En hébreu, arabe et anglais, en noir sur jaune : « Préparez vos documents pour inspection. » Et en dessous, une autre des affiches. Sous le couple souriant qui se soutient : « Israël : Pour le temps de votre vie. »
Ce n’est pas censé être une surprise. Voilà donc le plan et il est là. Voici le temps et votre vie. Que tout le monde avance pour toujours pendant ces mauvaises vacances, dans cette éternité.

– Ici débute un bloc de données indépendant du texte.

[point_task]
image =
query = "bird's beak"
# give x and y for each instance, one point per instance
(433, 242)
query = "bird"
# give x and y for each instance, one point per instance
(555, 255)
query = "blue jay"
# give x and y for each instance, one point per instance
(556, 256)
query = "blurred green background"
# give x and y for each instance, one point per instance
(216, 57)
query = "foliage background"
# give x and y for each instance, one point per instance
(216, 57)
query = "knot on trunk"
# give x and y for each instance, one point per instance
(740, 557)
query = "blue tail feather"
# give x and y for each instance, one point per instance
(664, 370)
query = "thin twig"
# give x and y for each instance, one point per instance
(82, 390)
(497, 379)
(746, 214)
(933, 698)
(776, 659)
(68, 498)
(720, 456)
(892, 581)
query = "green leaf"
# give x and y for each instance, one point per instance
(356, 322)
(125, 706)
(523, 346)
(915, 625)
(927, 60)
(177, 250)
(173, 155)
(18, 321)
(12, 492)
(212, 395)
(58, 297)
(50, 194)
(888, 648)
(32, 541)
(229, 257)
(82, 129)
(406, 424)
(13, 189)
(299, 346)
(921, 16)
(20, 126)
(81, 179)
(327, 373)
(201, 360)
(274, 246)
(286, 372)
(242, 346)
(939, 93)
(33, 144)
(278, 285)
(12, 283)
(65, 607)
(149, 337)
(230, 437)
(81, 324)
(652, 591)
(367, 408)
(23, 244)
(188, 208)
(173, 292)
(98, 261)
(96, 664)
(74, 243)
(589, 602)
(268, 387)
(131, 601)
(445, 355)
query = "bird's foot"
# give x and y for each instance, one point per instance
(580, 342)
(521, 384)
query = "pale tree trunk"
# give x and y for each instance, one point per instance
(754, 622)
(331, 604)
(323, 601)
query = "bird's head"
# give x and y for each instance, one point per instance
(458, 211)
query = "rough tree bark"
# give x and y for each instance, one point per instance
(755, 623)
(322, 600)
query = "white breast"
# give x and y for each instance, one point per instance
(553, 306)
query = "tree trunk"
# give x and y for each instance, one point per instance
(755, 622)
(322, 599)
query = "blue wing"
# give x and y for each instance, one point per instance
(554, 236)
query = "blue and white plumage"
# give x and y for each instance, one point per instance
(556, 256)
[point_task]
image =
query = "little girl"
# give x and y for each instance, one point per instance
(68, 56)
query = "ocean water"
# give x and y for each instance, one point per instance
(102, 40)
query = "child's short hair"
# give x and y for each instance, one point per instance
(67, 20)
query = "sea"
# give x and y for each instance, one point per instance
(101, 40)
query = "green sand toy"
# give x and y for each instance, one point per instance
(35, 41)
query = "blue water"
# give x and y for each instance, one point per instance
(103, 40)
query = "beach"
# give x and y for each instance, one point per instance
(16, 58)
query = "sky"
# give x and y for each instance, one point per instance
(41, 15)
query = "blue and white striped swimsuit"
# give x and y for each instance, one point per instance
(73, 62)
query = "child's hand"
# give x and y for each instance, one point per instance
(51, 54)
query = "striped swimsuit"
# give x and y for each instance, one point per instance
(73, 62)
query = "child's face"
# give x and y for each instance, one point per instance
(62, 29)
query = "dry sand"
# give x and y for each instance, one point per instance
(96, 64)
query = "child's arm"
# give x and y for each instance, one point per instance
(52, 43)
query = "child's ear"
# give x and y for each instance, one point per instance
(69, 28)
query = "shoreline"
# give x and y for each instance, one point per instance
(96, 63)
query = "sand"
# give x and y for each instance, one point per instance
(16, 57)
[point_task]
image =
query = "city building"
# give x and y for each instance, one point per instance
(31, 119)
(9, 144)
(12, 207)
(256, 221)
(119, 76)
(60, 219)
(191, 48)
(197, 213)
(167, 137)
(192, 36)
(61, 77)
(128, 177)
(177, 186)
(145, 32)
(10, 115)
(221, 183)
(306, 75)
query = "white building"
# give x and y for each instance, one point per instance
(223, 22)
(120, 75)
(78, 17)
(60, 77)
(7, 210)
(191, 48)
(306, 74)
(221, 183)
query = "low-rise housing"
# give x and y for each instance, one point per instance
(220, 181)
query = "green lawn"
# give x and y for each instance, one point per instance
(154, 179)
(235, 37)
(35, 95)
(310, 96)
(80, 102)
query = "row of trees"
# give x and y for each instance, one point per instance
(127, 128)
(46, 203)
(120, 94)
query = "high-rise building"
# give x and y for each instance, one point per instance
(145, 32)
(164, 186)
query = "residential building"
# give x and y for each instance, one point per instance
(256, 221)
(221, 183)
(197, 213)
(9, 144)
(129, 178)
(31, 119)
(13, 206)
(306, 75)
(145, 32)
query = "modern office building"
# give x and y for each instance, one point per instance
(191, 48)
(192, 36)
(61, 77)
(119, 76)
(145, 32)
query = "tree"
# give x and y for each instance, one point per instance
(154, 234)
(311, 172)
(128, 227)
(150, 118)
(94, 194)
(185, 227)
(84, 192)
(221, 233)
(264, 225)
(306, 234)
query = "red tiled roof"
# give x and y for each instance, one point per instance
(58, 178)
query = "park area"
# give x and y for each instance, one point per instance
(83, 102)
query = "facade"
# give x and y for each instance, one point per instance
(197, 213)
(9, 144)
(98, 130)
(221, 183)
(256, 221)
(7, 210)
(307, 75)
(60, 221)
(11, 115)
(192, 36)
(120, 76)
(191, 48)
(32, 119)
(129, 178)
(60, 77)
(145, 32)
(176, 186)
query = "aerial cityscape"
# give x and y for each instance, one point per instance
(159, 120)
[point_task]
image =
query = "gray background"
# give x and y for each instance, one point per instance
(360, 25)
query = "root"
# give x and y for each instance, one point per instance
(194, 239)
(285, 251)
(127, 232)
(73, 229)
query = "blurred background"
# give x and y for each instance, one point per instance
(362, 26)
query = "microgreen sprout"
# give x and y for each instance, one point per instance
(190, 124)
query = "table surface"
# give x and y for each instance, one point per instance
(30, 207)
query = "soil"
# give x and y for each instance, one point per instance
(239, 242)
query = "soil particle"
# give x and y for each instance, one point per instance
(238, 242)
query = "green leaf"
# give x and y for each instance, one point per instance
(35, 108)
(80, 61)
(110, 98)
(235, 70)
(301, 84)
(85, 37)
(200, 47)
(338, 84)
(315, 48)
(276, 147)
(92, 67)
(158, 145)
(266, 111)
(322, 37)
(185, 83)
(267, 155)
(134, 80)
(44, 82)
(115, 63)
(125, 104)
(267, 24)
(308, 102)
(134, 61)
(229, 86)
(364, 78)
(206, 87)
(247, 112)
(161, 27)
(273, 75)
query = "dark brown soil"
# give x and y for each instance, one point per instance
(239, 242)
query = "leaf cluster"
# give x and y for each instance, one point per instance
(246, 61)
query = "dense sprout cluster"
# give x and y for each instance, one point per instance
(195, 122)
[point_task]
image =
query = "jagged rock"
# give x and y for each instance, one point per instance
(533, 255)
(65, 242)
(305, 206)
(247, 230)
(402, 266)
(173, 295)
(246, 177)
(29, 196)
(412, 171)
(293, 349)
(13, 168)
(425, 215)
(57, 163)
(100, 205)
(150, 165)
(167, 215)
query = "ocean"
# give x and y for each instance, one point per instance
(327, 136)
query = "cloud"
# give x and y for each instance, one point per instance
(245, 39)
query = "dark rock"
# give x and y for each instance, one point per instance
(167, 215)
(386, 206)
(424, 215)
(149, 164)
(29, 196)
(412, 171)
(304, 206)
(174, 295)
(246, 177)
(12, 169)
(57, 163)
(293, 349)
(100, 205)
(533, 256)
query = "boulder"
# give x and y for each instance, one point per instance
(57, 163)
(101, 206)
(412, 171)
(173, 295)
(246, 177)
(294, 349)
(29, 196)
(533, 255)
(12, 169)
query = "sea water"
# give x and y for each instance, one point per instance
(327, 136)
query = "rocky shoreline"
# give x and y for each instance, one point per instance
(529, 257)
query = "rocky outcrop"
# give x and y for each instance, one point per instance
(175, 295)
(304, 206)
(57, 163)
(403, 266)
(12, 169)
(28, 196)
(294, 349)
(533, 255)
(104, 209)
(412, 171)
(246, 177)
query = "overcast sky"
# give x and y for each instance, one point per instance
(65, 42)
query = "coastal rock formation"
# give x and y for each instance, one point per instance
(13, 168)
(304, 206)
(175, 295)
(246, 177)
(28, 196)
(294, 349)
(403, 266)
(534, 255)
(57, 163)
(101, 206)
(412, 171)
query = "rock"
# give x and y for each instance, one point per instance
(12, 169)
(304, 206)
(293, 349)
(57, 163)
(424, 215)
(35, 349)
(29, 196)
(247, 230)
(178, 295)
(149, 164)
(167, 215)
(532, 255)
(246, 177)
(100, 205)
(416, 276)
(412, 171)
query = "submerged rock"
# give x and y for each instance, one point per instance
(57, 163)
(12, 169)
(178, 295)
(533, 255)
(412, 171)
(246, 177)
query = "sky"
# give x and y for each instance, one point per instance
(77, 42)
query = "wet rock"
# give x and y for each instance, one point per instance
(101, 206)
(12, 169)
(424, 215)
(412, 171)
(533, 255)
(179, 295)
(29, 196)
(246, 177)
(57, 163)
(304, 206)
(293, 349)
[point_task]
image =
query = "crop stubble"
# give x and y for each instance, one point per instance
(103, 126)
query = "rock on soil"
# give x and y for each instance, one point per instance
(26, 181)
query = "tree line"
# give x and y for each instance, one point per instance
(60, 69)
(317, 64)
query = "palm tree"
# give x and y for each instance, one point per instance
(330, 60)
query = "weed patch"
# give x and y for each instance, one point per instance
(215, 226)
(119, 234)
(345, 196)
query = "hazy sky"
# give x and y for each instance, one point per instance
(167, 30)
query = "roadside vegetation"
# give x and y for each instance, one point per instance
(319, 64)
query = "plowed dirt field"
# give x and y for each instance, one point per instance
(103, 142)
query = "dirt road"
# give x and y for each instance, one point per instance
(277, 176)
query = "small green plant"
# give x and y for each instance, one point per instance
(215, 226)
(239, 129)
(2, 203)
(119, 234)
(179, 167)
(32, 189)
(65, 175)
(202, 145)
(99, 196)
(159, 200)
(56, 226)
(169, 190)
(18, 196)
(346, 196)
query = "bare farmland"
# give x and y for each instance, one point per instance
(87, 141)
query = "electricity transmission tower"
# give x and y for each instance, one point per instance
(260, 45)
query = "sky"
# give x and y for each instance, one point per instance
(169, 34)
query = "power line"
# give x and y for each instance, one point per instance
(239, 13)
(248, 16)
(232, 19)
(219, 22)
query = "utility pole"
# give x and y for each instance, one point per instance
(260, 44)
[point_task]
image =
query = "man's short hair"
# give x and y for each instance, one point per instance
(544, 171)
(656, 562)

Vous êtes censé suivre les panneaux. Voici l'idée. Cela sera réexpliqué, aussi souvent que nécessaire. La fin n’est pas d’être trois étrangers seuls dans une pièce, mais une nation, deux lignes presque infinies de vies brisées et de morts autorisés, ordonnées d’avancer et de pousser et de devenir rien. Ce qui est légalement inscrit ici n’est pas « Pas de sortie » : c’est « Entrée – Entrée ».
Chine Miéville est l'auteur de neuf romans et de deux livres de non-fiction, ainsi que de bandes dessinées et de nombreuses nouvelles. Miéville a remporté les prix Hugo, World Fantasy et Arthur C. Clarke (trois fois). Il s'est rendu en Cisjordanie en tant qu'invité du Festival palestinien de littérature (PalFest), où cette pièce a été écrite et jouée à Naplouse. Il habite à Londres.